Bastılar Düğmeye!

55

 

Düğmeye bastılar! Hayâlini kurduğumuz  AB’ye, girme umudu ile yapmadığımız kalmadı! Ama nâfile.

Bizim her samîmî, tâviz-kâr adımımız karşısında; bu adımı da attılar! Vay canına! Diyerek şaşkına düştü Batılılar. Millî Devlet’ten, millî her şeyden. Meselâ Kıbrıs’tan, hattâ Ege’de sessiz kalışımızdan tutun da, her husûsta, bunca tâviz ve ödünden geçtik! Bekaamızı, geleceğimizi bile tehlikeye atarak!
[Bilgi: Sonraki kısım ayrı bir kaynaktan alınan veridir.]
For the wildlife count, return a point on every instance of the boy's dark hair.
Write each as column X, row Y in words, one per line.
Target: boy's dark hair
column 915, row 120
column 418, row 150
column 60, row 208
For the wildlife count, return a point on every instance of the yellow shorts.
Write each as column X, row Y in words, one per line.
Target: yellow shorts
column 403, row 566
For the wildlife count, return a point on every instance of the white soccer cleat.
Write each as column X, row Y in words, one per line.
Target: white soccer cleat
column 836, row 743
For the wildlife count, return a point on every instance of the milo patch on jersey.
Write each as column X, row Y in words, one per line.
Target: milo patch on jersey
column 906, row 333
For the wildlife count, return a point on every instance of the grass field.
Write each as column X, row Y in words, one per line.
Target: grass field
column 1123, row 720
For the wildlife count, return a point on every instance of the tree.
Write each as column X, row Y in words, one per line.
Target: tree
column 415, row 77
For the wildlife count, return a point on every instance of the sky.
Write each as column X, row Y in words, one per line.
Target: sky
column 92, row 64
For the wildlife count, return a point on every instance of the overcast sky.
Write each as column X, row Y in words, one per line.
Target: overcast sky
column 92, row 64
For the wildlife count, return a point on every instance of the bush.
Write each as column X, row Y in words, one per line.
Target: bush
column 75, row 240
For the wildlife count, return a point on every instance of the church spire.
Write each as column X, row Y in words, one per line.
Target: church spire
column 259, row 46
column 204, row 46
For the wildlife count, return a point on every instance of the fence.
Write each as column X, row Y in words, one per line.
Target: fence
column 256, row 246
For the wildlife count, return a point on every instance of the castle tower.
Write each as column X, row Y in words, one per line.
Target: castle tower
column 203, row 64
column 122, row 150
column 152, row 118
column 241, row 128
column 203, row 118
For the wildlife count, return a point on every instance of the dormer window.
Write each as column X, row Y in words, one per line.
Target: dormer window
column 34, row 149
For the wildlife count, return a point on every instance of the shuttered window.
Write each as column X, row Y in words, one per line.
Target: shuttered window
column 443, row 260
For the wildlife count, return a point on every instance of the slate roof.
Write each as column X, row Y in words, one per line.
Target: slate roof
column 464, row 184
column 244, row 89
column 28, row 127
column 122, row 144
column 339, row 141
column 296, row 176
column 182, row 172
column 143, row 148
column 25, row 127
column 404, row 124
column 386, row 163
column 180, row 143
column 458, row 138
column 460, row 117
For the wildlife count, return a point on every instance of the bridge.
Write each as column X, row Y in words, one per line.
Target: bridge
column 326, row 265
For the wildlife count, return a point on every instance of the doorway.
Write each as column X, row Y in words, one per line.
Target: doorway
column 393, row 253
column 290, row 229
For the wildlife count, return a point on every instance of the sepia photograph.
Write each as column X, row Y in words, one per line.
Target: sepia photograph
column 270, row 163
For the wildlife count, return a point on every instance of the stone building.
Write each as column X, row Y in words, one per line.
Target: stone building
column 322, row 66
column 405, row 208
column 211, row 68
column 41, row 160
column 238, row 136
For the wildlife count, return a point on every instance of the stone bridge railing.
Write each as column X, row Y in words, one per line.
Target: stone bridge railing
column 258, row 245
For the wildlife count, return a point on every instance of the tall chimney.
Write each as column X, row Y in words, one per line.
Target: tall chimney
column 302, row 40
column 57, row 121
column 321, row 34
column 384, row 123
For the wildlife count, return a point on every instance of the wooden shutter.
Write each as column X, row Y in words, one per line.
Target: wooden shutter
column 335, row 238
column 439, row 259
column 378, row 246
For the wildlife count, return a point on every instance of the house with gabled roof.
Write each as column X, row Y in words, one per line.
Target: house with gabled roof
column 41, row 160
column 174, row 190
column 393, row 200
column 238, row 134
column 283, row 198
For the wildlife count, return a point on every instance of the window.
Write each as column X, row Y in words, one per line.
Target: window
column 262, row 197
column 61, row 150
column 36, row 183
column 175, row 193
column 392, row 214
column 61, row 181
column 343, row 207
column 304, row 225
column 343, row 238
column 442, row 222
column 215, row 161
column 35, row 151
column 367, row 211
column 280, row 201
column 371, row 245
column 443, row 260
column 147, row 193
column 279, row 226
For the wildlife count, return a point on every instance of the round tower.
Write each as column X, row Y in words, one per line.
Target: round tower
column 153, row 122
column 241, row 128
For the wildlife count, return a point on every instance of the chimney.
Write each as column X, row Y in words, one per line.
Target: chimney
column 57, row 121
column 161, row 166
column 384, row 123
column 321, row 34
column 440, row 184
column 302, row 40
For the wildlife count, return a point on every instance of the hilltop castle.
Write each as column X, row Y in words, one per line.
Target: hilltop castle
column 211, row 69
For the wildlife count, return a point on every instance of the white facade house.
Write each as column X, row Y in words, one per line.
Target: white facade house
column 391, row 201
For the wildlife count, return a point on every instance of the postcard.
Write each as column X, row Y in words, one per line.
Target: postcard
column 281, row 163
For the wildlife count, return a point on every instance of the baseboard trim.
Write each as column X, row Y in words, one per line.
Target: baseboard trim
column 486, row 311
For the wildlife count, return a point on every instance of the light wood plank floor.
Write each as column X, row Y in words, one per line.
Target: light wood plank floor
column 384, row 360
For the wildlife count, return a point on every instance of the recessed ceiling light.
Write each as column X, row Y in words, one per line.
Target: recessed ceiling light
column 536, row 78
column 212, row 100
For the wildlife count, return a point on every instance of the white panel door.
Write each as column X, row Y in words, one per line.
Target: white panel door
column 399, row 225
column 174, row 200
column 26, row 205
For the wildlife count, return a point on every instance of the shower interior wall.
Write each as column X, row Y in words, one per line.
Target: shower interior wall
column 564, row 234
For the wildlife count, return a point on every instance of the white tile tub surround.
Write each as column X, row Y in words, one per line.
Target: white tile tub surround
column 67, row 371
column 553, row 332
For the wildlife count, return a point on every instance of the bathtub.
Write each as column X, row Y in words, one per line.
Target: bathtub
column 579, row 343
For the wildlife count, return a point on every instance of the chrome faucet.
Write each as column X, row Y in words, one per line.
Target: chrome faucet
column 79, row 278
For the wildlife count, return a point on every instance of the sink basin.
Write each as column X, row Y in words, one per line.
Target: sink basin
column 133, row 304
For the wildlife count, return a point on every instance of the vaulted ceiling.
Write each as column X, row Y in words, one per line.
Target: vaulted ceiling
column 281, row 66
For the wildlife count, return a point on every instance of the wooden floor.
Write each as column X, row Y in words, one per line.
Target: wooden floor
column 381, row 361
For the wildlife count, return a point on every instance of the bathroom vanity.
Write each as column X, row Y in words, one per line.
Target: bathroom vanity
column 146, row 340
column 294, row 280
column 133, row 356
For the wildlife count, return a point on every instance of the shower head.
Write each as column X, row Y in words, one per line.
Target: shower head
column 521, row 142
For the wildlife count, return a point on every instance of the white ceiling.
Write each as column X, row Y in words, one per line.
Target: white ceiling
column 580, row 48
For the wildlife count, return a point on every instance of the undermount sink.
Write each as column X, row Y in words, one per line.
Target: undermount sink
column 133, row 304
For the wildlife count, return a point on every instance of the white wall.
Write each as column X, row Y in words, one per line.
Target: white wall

Bölücü Başı’na ve teröristlere verdiğimiz bunca tâviz. Gösterdiğimiz bu kadar tahammül ve sabır! Yaptıkları karşısında sergilediğimiz suskunluğa ve elimizi kolumuzu bağlamamıza rağmen! Yine de AB’ye yaranamadık. Yaranamıyoruz. Yaranacağımız da yok!

İşte tekrar düğmeye bastılar! Zaten düğmeden ellerini çekmemişlerdi! Ellerini düğmenin üzerinde tutuyorlardı. Ve işte yine düğmeye bastılar!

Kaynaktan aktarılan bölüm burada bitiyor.